Laura Gobbi, project manager, marketing consultant, PR, signature of important highly successful food and wine formats, tells us a little about herself and her new projects.
She is a multifaceted professional. How did this journey start?
“Flexibility, adaptation, curiosity, rhythm and speed are part of my character, along with a million other flaws. There was never a real beginning. It all developed by itself. So many experiences, so many pieces put together who today do what they are.In the eyes of some I may seem not very focused, in reality this saved me in moments of market crisis because, having acted in different sectors, each of these has been useful for me to never lose job opportunities. When the others were disoriented and feared change, a permanent job, safety and tried to understand where the slap had come from, they stamped the ticket of another experience for me”.
His work is based above all on the excellence of Made in Italy. Who are his customers?
“I am lucky to be able to collaborate with Italian companies that tell the best part of our country, through food, wine and our territories. The beauty of Italy, its food and wine excellences are our most beautiful expression and our great wealth For years I have been involved in experiential marketing and strategic communication for wineries, producers, chefs, restaurateurs, hotels and entrepreneurs”.
She is also an expert in territorial and experiential marketing. In which sectors in particular have you worked up to now?
“I was born from territorial marketing. I signed projects of national importance that have returned, and continue to return, a great response to the territories where I have worked. I started with DI Gavi in Gavi, a project conceived, written and directed for the Consortium of Great Piedmontese white, to then move on to the redevelopment of freshwater fish with Movimento gente di lago.This project gave me great satisfaction and allowed me to become a Fish and Chef project, a project conceived by Elvira Trimeloni and Leandro Luppi, for to mention the greatest. For the first Italian champagne producer, I signed and directed Champagne en liberté for three years, a highly successful format that helped launch his labels on our market. Today I am working on a very important project that coincides with the 150th anniversary of the death of the great Alessandro Manzoni. For now I can’t reveal more”.

One of his key customers is the excellent restaurant The Manzoni in Milan, a stone’s throw from the Scala with the excellent Executive Chef Giuseppe Daniele. Tell us about it.
“The work I am doing with the chefs Daniele, Fiorino and Gajda is a different job than what one might imagine as a mere press office. Here I bring into play all the nuances of strategic communication and my great passion, as well as a constant source of inspiration, semiotics. Each menu is accompanied by a word that expresses its soul. An alchemical journey that, through taste, sense, memory wants to make the kitchen vibrate on other sensory levels”.
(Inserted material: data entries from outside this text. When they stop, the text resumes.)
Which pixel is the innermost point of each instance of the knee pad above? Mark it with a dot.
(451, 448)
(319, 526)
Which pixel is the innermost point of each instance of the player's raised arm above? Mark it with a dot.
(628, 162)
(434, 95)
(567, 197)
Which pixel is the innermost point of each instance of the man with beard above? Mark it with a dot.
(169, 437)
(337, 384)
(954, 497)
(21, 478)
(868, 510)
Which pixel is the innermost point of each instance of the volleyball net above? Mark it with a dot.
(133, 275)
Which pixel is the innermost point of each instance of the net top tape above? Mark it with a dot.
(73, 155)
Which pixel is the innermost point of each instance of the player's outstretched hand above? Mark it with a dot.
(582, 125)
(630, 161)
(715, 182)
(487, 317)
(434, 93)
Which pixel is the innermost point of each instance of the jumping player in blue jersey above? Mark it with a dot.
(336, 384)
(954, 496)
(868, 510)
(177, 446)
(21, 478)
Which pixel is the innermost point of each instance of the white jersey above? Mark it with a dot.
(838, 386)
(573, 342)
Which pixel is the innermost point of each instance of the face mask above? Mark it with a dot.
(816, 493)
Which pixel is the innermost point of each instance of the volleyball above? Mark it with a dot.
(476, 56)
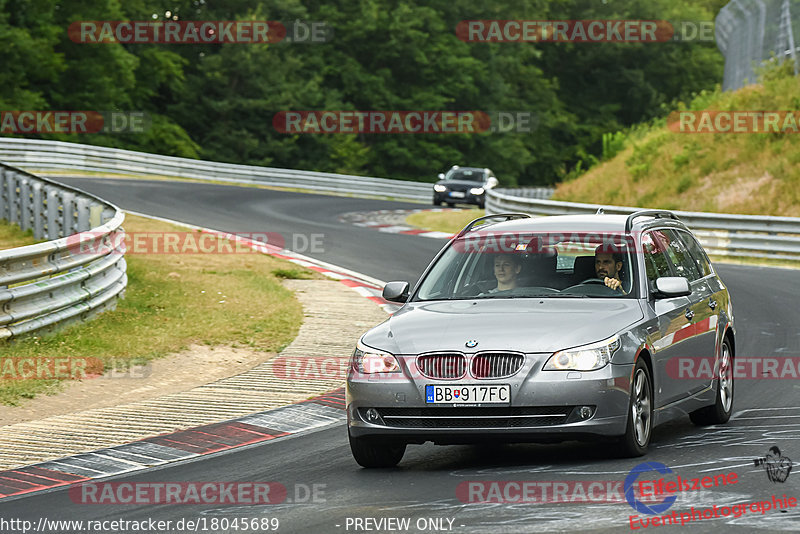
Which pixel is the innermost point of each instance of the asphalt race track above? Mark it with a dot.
(425, 489)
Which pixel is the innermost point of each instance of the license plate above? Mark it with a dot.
(468, 394)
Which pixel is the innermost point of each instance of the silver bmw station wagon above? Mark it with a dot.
(547, 329)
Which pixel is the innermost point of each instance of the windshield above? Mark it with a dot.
(487, 265)
(469, 175)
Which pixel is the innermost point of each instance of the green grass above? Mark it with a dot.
(755, 173)
(171, 302)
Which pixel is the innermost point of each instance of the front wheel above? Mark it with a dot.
(371, 452)
(720, 411)
(640, 413)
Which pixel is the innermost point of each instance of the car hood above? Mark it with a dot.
(466, 183)
(524, 325)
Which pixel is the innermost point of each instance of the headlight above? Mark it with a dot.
(585, 358)
(368, 360)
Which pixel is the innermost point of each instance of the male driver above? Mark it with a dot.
(607, 266)
(506, 270)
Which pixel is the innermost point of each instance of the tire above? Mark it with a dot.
(370, 452)
(639, 426)
(719, 412)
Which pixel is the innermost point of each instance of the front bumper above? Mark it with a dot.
(544, 407)
(468, 198)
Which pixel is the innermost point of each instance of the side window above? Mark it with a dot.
(655, 260)
(679, 255)
(698, 254)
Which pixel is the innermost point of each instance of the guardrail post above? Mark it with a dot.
(4, 198)
(54, 221)
(25, 215)
(37, 212)
(13, 199)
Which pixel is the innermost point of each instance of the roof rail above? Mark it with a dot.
(648, 213)
(508, 217)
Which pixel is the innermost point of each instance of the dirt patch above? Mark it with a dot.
(197, 365)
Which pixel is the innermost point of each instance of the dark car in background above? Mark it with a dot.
(463, 185)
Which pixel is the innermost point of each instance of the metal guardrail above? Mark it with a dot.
(753, 236)
(35, 154)
(78, 273)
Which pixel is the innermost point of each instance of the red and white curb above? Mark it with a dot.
(313, 414)
(392, 222)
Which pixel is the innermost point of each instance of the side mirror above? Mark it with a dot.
(672, 286)
(396, 292)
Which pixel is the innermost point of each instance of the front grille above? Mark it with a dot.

How do you choose your customers?
“I have just turned 51, saying it and seeing it written has a certain effect, also because it seems to me that my journey has yet to begin. The basic criterion is that of no name. I really like working, building, creating, suffering, tending to the goal, sweating and being exhausted by so much adrenaline. Having top players is very popular, it is tempting for everyone, being able to put certain chefs, restaurants or brands in one’s portfolio, raises self-esteem and one’s commercial value. But, if you it gives me the possibility to choose, I prefer, where I can have fun creating the image, the positioning, the identity. My father always told me: “Everyone knows how to sell Ferraris, it’s the others that you have to be good at placing”. I’m right since he speaks with knowledge of the facts. My clients simply arrive by word of mouth. Chefs, producers and entrepreneurs pass my number to each other. So, when they contact me they already know everything, for better or for worse. Pros and cons. Yes self select”.
She is also a creative as she has created and produced a very successful line of eyewear, “Core Mio”. How did the idea come about?
“From a very difficult personal story. I believe in Providence, Karma, Destiny, Fate, everyone can give it the name they think is most appropriate. A pair of heart-shaped glasses, which I was wearing and which I had bought in a vintage stall, literally saved me life. “If they’ve done good for me, they can do it for others too”, I thought, and so the start-up started. With my times, with my size, with my budget. They’re not glasses, they’re a magic wand. They’re good for you, they make you feel good and they’re good”.
Do you think that the way of doing marketing and communication has changed over the years?
“How? Certainly it has changed, we have changed. The last three years have been intense. Personally, I am waiting for the return wave, the one that re-establishes the rules of ethics, seriousness, rigor, professionalism and of the preparation. At that point, all the crap will have to really start to work, and here we will see who will be standing and who will be gone”.
What are your future projects?
“Continuing what I’m doing, because it gives me a lot of satisfaction. In the next five years I would like to see my Core grow and make him walk on his own. My secret dream, however, remains a degree in psychology”.